Gauhati University Campus, Guwahati, Assam, India

It has been a while since I took a stroll through the campus, a place I don’t stay at, anymore but will be my home, always and forever. I looked out the window as it has been raining every now and then for the past few weeks. Though the rain has stopped, it will come down again, soon. The sky was still a grey blanket with the trace of a soft breeze drifting. After contemplating for a few seconds, I stepped out without an umbrella and on a last minute whim, I ditched my cell phone too.

Walking by the road, I exulted in the wet smell of the earth brought up by the rains. Touch of the monsoon can be seen everywhere. The leaves are not dusty any longer, the gardens are over brimming with myriad colors of blossoms and little puddles lay scattered along the path. The sun peeked out from behind the clouds, shooting its rays out in glory one last time, before twilight took over, turning the sky a pale lilac. The trees, tall and graceful, made a canopy of silhouettes against the evening sky. The houses, the broken fences, the roof lines, the gabled windows, the strewn leaves, the homey porches added their own beauty to the canvas. I devoured every detail like a hungry child, imprinting them on my mind, as now I hardly get the time to come here.

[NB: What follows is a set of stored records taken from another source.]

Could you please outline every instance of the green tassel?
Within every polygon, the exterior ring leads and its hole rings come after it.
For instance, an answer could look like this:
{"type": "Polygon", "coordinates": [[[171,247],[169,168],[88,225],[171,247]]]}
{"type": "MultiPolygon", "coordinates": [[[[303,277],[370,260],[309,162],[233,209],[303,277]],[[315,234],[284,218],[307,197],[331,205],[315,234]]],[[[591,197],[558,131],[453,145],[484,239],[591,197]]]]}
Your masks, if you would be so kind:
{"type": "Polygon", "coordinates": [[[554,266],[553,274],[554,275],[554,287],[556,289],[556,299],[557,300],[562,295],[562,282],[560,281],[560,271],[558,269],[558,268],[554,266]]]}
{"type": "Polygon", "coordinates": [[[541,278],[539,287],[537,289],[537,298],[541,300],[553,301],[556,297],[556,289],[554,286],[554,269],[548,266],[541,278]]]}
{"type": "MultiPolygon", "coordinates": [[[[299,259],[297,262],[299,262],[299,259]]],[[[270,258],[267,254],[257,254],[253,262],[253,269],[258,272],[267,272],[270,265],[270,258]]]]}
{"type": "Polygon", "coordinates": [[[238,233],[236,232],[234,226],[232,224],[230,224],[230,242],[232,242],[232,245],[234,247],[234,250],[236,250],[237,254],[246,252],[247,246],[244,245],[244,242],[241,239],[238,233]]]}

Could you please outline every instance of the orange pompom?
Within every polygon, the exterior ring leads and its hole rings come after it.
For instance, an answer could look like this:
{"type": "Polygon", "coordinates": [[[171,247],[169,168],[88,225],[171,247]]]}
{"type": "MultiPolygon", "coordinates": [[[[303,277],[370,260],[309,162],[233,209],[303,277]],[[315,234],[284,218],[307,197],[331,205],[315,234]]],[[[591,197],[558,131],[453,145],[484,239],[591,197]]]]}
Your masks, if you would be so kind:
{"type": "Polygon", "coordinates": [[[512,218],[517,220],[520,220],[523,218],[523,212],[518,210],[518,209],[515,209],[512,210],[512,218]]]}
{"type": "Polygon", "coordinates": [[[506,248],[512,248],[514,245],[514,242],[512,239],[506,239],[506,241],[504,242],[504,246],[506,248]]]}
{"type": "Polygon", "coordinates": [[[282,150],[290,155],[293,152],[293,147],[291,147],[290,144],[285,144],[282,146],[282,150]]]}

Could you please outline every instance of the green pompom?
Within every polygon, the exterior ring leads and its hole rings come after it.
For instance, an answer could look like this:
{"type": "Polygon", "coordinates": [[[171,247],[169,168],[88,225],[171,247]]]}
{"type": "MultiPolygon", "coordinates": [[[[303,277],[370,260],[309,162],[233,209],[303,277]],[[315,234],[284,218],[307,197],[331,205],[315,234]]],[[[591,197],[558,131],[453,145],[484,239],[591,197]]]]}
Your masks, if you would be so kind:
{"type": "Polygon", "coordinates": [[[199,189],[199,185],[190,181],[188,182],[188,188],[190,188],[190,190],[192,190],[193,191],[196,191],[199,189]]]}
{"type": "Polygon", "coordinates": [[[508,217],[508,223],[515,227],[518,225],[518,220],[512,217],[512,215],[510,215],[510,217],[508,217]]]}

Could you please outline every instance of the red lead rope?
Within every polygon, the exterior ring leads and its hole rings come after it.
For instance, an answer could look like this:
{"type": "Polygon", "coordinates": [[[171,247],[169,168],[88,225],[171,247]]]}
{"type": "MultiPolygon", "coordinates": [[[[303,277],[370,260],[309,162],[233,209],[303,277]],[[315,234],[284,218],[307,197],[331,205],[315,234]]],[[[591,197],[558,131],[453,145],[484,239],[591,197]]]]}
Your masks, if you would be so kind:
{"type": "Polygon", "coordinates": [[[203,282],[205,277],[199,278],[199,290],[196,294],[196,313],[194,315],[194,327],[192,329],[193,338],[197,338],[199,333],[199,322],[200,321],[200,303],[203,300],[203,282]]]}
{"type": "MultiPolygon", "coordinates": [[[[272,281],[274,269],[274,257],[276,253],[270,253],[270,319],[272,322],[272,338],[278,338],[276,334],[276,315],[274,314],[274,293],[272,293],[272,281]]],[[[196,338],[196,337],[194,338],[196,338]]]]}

My childhood, my adolescence, my first crush, my first love, my heart-breaks, my happy tears, every first of my life has started from this place. And as I came to the cross-road near our school, I stopped awhile in front of the community Puja Ghar, standing strong against the tide of time. Even in my late twenties, the excitement and anticipation for the approaching Durga Puja days are filled with childlike enthusiasm.

The vivid images floated past my eyes. I was the carefree kid again having the best time of my life with my brother, my best friend and my gang of buddies. One by one, all of them have gone their ways, leaving the campus rich with memories. I, too, had relocated after Deuta’s retirement. Now we rarely meet, seldom talk.

As I stood there, lost in the past, somewhere a train whistled shrilly, breaking my reverie. Two kids walked past me, huddled under an umbrella, chatting animatedly. A gust of wind swept away their umbrella and they chased it giggling and laughing. I smiled at their joy. As I turned, homeward bound, it began to drizzle softly but I was in no hurry. We may get drenched in the rain from time to time but how often do we savor it? How often do we get to stroll through the place of our childhood?